This week, millions of Intel Mac users running macOS Tahoe began seeing an unexpected notification.
If you launch an app that runs through Rosetta 2, the translation layer that keeps Intel software alive on Apple Silicon, macOS Tahoe 26.4 will tell you the app will no longer be supported after macOS 27 ships in September 2026.
Apple’s position is that developers had plenty of time, and the fault lies with them. That argument would be more convincing if Apple had actually used those five years to apply any pressure.
The App Store kept approving Intel binaries the entire time. Apple collected its 30 percent from every subscription renewal, every purchase, without ever making non-compliance uncomfortable enough to matter.

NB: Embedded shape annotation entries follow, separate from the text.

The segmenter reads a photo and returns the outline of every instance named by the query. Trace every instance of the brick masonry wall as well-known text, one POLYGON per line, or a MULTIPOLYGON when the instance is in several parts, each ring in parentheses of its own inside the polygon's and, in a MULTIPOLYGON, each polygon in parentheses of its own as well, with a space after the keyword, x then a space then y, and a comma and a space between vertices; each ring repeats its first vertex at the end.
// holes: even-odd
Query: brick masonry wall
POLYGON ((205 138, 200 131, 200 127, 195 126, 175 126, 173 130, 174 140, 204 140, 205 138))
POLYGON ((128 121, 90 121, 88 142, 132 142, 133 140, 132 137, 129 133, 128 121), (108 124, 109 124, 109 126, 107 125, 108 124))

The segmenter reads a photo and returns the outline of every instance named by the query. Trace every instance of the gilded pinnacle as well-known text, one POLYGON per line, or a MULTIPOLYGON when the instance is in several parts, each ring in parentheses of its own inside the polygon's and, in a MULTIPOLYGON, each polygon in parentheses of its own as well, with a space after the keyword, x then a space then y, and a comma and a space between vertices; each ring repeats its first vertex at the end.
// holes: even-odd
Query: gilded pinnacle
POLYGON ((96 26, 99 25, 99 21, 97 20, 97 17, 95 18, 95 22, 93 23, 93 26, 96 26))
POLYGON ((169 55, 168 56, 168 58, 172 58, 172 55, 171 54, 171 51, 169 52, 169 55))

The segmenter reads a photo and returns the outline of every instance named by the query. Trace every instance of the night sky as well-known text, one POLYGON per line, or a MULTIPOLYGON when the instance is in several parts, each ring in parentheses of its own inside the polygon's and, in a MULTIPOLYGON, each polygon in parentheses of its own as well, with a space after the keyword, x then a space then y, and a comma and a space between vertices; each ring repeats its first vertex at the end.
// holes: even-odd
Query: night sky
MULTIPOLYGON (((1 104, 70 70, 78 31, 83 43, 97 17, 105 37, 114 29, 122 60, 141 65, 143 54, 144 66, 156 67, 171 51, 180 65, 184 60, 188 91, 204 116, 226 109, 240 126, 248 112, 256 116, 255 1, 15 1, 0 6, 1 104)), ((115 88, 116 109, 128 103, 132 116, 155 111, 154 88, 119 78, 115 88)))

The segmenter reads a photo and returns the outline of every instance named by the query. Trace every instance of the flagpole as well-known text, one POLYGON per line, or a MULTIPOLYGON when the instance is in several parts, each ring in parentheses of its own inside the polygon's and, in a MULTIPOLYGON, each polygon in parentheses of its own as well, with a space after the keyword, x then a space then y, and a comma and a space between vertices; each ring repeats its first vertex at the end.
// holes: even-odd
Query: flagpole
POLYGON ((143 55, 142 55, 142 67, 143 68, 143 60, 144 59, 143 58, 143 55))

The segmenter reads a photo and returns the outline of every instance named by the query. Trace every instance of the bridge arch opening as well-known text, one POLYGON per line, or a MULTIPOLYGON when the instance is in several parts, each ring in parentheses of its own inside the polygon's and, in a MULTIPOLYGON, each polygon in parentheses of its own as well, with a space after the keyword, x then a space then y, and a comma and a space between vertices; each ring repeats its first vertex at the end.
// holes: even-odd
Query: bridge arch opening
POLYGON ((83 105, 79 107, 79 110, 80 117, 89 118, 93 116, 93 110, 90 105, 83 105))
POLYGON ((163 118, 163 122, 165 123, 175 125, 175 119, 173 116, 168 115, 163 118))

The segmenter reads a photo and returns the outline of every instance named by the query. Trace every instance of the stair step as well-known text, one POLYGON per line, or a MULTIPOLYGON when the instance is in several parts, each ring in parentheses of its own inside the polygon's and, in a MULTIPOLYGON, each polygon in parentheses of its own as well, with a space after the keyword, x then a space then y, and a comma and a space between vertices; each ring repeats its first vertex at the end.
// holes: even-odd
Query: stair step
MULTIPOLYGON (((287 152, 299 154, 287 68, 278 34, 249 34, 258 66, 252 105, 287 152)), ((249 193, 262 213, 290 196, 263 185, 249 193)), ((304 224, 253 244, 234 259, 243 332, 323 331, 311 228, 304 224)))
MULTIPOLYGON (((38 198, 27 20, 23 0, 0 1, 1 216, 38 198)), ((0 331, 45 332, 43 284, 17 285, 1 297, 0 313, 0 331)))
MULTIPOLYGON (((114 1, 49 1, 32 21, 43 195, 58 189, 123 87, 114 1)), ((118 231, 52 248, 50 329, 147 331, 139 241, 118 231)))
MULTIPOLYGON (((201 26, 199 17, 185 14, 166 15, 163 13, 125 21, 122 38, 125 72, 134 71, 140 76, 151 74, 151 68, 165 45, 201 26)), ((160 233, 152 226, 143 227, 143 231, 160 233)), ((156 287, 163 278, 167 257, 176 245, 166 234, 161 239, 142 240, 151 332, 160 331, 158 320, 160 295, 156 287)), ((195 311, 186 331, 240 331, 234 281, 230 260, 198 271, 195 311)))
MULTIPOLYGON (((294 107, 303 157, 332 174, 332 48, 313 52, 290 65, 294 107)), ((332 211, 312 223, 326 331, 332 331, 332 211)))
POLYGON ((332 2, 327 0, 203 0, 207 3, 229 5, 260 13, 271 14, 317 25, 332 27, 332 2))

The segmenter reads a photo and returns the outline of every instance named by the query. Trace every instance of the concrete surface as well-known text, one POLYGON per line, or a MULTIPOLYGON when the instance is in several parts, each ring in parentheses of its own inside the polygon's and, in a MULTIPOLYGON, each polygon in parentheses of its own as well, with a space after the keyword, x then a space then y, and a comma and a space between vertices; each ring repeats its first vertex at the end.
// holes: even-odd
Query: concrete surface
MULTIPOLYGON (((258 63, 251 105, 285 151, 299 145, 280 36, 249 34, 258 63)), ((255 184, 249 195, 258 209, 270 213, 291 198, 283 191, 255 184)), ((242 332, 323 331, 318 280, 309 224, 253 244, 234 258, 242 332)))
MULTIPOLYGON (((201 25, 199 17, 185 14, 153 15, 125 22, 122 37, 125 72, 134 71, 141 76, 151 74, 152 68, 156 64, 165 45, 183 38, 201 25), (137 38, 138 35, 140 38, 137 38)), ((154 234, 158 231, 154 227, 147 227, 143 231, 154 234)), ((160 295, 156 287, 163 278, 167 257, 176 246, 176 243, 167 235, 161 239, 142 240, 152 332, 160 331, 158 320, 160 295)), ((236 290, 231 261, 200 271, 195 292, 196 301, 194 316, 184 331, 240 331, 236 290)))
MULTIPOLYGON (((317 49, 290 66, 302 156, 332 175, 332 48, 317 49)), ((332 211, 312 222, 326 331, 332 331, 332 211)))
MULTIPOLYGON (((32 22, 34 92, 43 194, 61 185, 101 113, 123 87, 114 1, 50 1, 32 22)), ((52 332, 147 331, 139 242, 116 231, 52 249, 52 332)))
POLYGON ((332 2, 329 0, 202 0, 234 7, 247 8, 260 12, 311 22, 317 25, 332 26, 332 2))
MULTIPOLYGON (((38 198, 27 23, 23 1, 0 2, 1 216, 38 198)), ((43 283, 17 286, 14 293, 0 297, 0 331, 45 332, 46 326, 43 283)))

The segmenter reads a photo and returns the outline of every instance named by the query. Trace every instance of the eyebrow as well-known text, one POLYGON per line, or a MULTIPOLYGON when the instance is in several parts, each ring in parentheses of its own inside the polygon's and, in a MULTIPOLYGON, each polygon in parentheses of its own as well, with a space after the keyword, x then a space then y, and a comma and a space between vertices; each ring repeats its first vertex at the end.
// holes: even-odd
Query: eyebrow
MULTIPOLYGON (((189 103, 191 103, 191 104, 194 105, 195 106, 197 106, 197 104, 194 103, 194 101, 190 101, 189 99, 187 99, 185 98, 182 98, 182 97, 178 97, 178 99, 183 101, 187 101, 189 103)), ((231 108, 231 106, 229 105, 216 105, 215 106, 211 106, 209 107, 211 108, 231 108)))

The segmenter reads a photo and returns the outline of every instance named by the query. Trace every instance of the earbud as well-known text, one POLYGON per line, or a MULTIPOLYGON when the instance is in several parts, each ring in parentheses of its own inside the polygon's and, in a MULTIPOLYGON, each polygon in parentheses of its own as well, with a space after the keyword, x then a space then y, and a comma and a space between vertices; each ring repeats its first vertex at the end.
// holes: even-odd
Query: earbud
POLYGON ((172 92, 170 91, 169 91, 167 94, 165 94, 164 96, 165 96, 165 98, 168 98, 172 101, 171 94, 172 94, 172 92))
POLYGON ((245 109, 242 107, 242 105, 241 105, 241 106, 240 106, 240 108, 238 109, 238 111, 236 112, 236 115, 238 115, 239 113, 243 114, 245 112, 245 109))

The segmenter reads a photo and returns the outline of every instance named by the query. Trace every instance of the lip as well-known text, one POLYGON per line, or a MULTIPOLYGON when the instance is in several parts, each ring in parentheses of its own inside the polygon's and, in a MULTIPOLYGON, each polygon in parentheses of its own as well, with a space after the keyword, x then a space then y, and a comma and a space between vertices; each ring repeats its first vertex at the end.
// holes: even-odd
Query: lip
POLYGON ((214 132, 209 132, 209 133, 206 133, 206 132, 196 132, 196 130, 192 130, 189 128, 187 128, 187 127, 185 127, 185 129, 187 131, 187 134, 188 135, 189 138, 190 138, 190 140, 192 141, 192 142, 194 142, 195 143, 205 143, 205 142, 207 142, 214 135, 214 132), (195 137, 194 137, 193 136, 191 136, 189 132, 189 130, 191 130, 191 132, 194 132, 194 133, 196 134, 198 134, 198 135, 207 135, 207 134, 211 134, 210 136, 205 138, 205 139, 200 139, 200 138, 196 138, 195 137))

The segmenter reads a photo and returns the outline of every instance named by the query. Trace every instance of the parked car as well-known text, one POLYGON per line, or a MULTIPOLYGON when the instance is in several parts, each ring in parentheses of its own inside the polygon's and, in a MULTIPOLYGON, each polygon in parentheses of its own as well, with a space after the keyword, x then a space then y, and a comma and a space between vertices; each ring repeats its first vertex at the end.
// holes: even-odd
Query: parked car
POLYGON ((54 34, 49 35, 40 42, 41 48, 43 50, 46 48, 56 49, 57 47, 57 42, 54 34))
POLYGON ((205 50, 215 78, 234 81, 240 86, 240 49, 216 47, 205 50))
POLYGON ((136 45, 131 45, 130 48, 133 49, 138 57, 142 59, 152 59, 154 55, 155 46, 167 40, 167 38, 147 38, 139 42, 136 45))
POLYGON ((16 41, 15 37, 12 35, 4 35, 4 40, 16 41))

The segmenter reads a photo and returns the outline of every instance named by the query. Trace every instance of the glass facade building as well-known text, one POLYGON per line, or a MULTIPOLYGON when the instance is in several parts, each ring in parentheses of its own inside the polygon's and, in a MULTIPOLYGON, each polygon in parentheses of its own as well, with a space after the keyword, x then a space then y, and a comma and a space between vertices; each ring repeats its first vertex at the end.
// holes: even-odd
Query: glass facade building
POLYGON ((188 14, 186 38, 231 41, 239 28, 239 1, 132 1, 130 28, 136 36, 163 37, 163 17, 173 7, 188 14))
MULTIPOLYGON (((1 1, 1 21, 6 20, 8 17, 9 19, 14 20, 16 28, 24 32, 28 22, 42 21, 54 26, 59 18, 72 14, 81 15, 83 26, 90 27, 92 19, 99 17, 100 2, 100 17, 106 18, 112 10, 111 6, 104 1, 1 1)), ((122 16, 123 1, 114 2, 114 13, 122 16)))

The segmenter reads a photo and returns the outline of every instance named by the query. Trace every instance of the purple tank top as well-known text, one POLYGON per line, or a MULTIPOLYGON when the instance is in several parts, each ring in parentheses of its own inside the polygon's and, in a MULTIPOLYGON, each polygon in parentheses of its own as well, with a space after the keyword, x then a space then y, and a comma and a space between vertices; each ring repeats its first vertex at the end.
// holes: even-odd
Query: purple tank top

The people absorbing the real cost are running audio plugins from developers who retired with no successor, scientific tools that universities licensed years ago with no upgrade path, and software from studios that no longer exist.
Rosetta was the only thread keeping any of that functional. Apple is preserving legacy games, which matters, but a beloved niche creative tool and an unmaintained game are not so different when the developer is equally unreachable.
Apple spent years mocking Microsoft for clinging to backward compatibility, framing it as a sign of a company too timid to move forward.
The $2,400 Intel MacBook Pro, which was still selling in 2023, suggests the real reason Apple likes making hard decisions is that it rarely has to live with the consequences.